= Freesat from Sky =

British satellite television service

Freesat from Sky (FsfS) was a British satellite television service from Sky UK. It offered over 240 free-to-air (FTA) channels in its EPG. This is a greater number than its competitors, Freesat, which has 200+, and Freeview, which has 70+.
It also had up to six HD channels and used to have Sky Active interactive data service. Sky was not actively promoting the service (in favour of its subscription TV offering) and the service has quietly been discontinued for new customers as of 2021.

==Service reach==
As of April 2011, the number of households with free-to-view satellite television is estimated by Ofcom to be 2.045 million, or 8.0% of households with television. This figure includes households with the BBC/ITV Freesat, Freesat from Sky, and churned Sky subscribers who kept their Sky Digiboxes to access free-to-view channels.

==Reception equipment==
This service requires use of the proprietary SkyHD or SD set-top box, to receive the FTA channels. Sky's boxes use the proprietary OpenTV EPG for interactive television services. The boxes are limited in some regards when compared to other satellite receivers, such as digital audio, video outputs, and the lack of the ability to use a dish motor and scan for channels not carried on the EPG. They also feature an EPG that contains all Sky channels, including pay-TV services which are not available to non-subscription viewers.
Sky currently include a SkyHD Digibox with new FsfS installations. These boxes receive a selection of standard definition and HD channels, but do not record. Those who wish to have Sky+ functionality (recording & time-shifting) must buy their own box, requiring Sky to 'pair' their existing viewing card to the new box. In addition, use of the recording facilities of these PVRs also requires an ongoing monthly fee.

===Viewing card===
Freesat from Sky differentiates itself from Freesat not just by its use of Sky equipment but by offering both free-to-air and free-to-view channels. A card is included with installation or can be purchased direct from Sky. For security reasons the viewing cards are deactivated from time to time and reception of the encrypted free-to-view channels disabled. This requires the user to purchase a new viewing card at the current standard charge. Sky viewing cards used to access subscription services revert to acting as FsfS viewing cards upon cancellation of the subscription. The viewing card also ensures the correct region for regionalised services for BBC One, BBC Two, ITV, Channel 4 and S4C.

==== Extra channels ====
The following is a list of free-to-view channels on the FsfS platform. A viewing card is required to watch them. None of these channels are available on Freesat. BT broadband subscribers were able to receive BT Sport using a FsfS viewing card.
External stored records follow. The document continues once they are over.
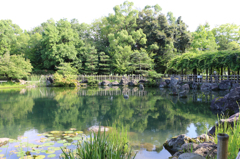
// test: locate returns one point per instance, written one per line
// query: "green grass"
(234, 140)
(112, 145)
(11, 84)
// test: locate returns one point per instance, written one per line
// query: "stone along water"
(151, 115)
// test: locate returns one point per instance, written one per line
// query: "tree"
(104, 64)
(141, 62)
(66, 69)
(14, 66)
(203, 39)
(9, 33)
(91, 60)
(59, 44)
(225, 34)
- STV HD (North (Dundee/Tayside) and Central East (Edinburgh) regions. The Central West HD, North (Aberdeen) HD and the other two regions in SD are free-to-air.)
- CNN International (since April 2026)

The Local TV and London Live channels were also free-to-view and part of the FsfS platform until being removed from satellite altogether in June 2026.

==== Other features ====
- The viewing card can be used to receive the correct region on the main channel number for the following services:
  - BBC One
  - BBC Two
  - ITV1 / STV / UTV
  - Channel 4 / S4C

==Competition==

Freesat from Sky (FsfS) is a competitor to the BBC and ITV's Freesat service which also broadcasts from 28.2°E and 28.5°E and the DTT service Freeview. FsfS has five free-to-view channels which are not available on Freesat (see above) and a large number of free-to-air channels which are not directly listed in the Freesat EPG and need manual tuning to receive them.
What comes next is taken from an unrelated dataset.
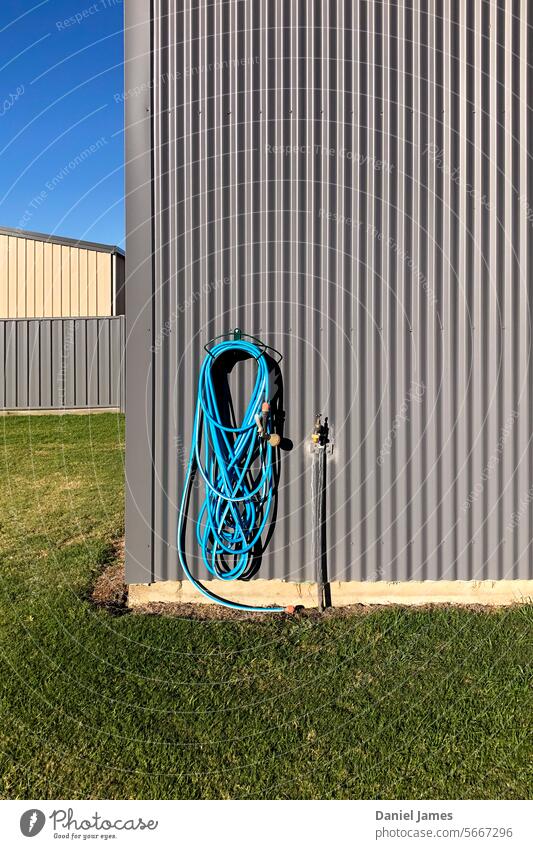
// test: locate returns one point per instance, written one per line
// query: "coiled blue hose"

FsfS has over 240 free-to-air channels on its EPG, (which do not require either a viewing card or a Sky receiver to watch), including Bloomberg Television and the Travel Channel, compared to 198 free-to-air channels on Freesat EPG, with the remaining free-to-air channels not available through the main EPG, and needing manual tuning by the user. Freeview digital terrestrial television has over 50 free-to-air channels but cannot be manually tuned into the free-to-air channels available. FsfS also pre-tunes the boxes to the correct regional services of broadcasters who offer regional services such as the BBC, ITV and Channel 4. which on Freesat requires the user to manually enter their postcode during set-up for these correct regional services.

Conversely, there are some TV channels that are on Freeview but are not on the Sky EPG, including many adult-category services. Most programming is simulcast on adult-category channels on Sky, but with different channel names and broadcast times.